PARIS SOUS LES OBUS

19 Septembre 1870 - 3 Mars 1871

 

CHAPITRE XIII. — PRÉPARATIFS.

 

 

Les suites d'une échauffourée. — Élection des maires. — Le décret du 9 novembre. — L’entrevue du pont de Sèvres. — La guerre de partisans et ses apôtres. — Odyssée d’un substitut. — La levée en masse. — Joseph Prudhomme fantassin. — Exemptions plus ou moins légales. — Où sont les jeunes ? — La petite garde. — La réserve.

 

Le jour même, Gustave Flourens et huit chefs de bataillon de la garde nationale étaient révoqués. Mais, allait se demander l’opinion publique, pourquoi le pouvoir avait-il attendu l’échauffourée du 31 octobre pour prendre ces autres mesures réclamées depuis longtemps : un scrutin municipal et une modification, dans un sens énergique, du décret relatif aux compagnies de marche ?

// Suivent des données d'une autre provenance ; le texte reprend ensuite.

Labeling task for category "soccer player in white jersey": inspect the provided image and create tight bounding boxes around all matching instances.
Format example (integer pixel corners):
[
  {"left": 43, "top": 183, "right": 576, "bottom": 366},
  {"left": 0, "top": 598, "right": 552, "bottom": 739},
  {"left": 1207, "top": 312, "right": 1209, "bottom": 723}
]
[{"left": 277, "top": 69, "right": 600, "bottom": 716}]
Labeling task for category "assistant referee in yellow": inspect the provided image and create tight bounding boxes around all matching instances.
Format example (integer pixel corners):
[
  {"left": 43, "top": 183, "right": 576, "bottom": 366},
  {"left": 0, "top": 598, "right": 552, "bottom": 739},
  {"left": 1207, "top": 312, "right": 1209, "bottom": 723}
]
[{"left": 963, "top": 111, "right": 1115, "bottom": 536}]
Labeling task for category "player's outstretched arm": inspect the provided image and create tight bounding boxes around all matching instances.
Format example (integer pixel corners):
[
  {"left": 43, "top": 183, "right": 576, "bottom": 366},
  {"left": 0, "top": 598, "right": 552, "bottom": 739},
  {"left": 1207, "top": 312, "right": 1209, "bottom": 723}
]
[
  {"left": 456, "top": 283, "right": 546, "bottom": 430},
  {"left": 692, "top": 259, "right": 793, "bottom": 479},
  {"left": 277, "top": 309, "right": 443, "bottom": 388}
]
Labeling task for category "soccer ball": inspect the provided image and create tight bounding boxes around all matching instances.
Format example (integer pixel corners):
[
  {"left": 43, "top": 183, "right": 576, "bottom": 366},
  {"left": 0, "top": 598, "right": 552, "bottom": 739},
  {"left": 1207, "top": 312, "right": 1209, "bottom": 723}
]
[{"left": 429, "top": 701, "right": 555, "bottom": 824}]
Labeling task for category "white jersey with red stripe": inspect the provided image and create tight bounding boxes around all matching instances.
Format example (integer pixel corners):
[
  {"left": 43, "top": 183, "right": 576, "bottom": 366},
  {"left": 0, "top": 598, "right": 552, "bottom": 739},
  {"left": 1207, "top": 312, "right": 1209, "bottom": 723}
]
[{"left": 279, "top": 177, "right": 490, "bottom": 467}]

Au cours des événements qui avaient eu l'Hôtel de Ville pour théâtre, M. Dorian, M. Schœlcher, avec le maire de Paris Étienne Arago et ses adjoints, MM. Charles Floquet, Henri Hérisson, Hérisson et Clamageran, désireux avant tout d’éviter l’effusion du sang, avaient pris sur eux de signer un décret convoquant les électeurs pour la nomination de quatre-vingts conseillers municipaux. Trois jours après, le gouvernement, libéré et une fois encore acclamé, se trouvait dans l’alternative, ou de renier sa signature, ou de surmonter ses répugnances. Se rangeant à un moyen terme, il se décida à accorder à chacun des vingt arrondissements un maire élu. Le 6,les urnes s’ouvrirent ; le 8, les élections complémentaires eurent lieu. A la suite de ce double scrutin, la liste des maires se trouvait ainsi composée :

1er

arrondissement :

MM.

Tenaille-Saligny.

2e

Tirard.

3e

Bonvalet.

4e

Vautrain.

5e

Vacherot.

6e

Hérisson.

7e

Arnaud de l'Ariège

8e

Carnot.

9e

Desmarets.

10e

Dubail.

11e

Mottu.

12e

Grivot.

13e

Pernolet.

14e

Asseline.

15e

Corbon.

16e

Henri Martin.

17e

François Favre.

18e

Clémenceau.

19e

Delescluze.

20e

Ranvier.

Le 9 novembre, paraissait enfin un décret relatif à la mobilisation :

Le Gouvernement de la Défense nationale,

Pour satisfaire, par des dispositions nouvelles, aux nécessités des opérations militaires et répondre aux vœux unanimement exprimés par la garde nationale ;

DÉCRÈTE :

Article premier. — Chaque bataillon de la garde nationale sera composé, suivant son effectif, de huit à dix compagnies.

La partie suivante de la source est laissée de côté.